Русский бунт, «бессмысленный и беспощадный», имеет в себе потаённый смысл: никому не позволено ущемлять Простор, покушаться на широту души, стеснять потребности национального духа. Бунтарство, призыв к «буре», революционный порыв, разрушение «оков» — всё это создало образ необузданной вольницы, России-Руси, несущейся невесть куда. Пресловутая русская безалаберность, бесшабашность — тоже своего рода сопротивление определённой регламентации, жестокому порядку, несогласуемым со свободной стихией простора.
«Просторы, дали. И ещё воля-вольная. Не свобода, нет, а особое чувство, которое возникает у вас на севере. Парение над землёй. Особое ощущение жизни, простора, свободы. Чувство полёта, крыла. И не за этим ли летят сюда птицы с юга? Чтобы ощущать эту волю, изначальность мира… Я езжу за волей на Север». Так писал о русском просторе Фёдор Александрович Абрамов (1920–1983).
Необъятный простор, «долина ровная», с которыми приходилось считаться русскому человеку, воспитали в нём неприхотливость, терпимость, ставшие чертами характера.
Ширь неоглядная. Пространство бескрайнее. Для живущего в «стеснённых условиях» западного европейца этот немыслимый образ вызывал, чуть ли не ужас.
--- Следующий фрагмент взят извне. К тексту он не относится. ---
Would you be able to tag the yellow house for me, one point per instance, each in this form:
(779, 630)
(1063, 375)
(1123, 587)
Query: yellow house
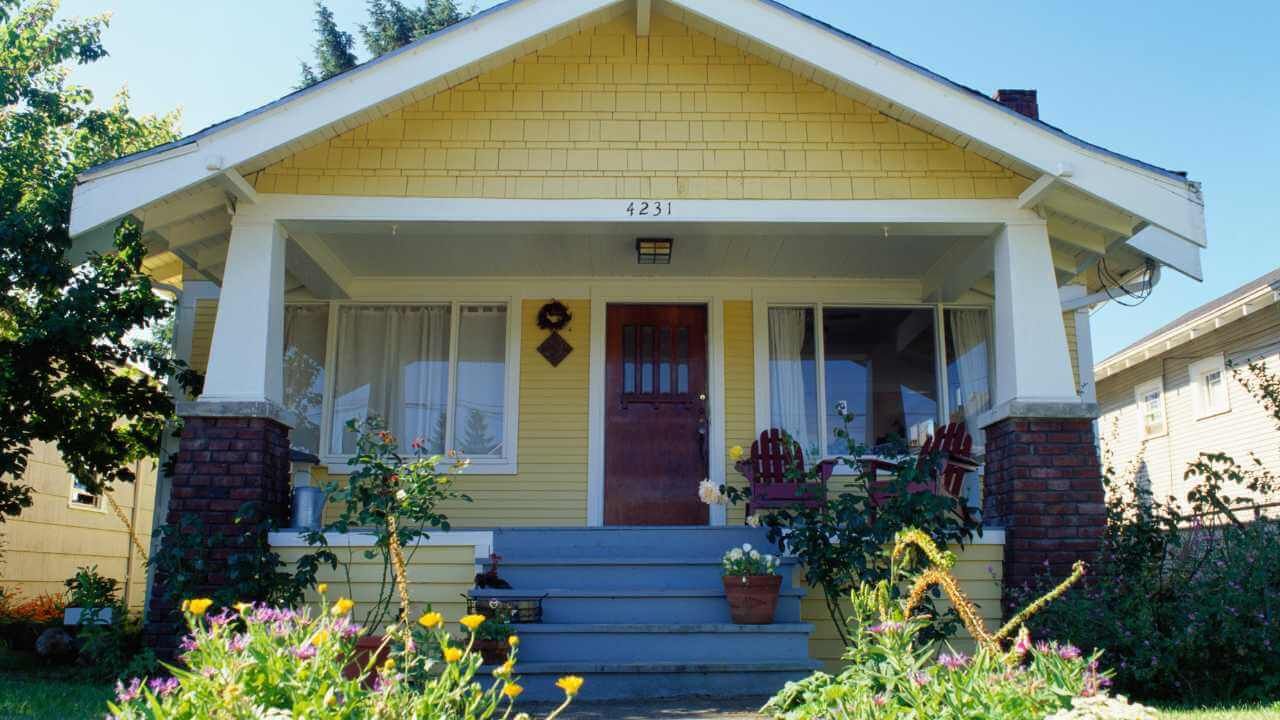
(595, 244)
(67, 528)
(1176, 392)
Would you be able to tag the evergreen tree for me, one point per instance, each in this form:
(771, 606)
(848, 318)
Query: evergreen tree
(333, 49)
У жителя русских равнин неоглядные дали пробуждали чувство не страха, а гипнотического восторга.
Феномен простора предполагал безграничную свободу движения, выбора пути, осознание того, что человек — вечный странник.
Размышляя о стране безграничной свободы духа, Николай Александрович Бердяев (1874–1948) делает вывод, что «странник — самый свободный человек на земле». Величие русского народа и призванность к высшей цели сосредоточены в типе странника. Из дали в даль, от скита к скиту шёл не просто инок: распространялись письменность, этика и культура. Проникновение в умиротворённые просторы делало русского человека незлобным, приветливым, доброжелательным. И чем опаснее были странствия, тем прочнее закреплялись в характере «чувства добрые». Отношение к пришлому страннику сформировало такие качества как милосердие, сострадание, хлебосольство.
А естественность, непосредственность, мудрая простота наших предков, былинных богатырей и сказочных героев? Не вольный ли дух простора губит всякую фальш и напыщенность? Случайно ли так созвучны «простота» и «простор»?..
И неразгаданная «грусть-тоска», свойственная русской натуре, то необычное состояние души, которому и название-то найти невозможно, тоже порождение простора.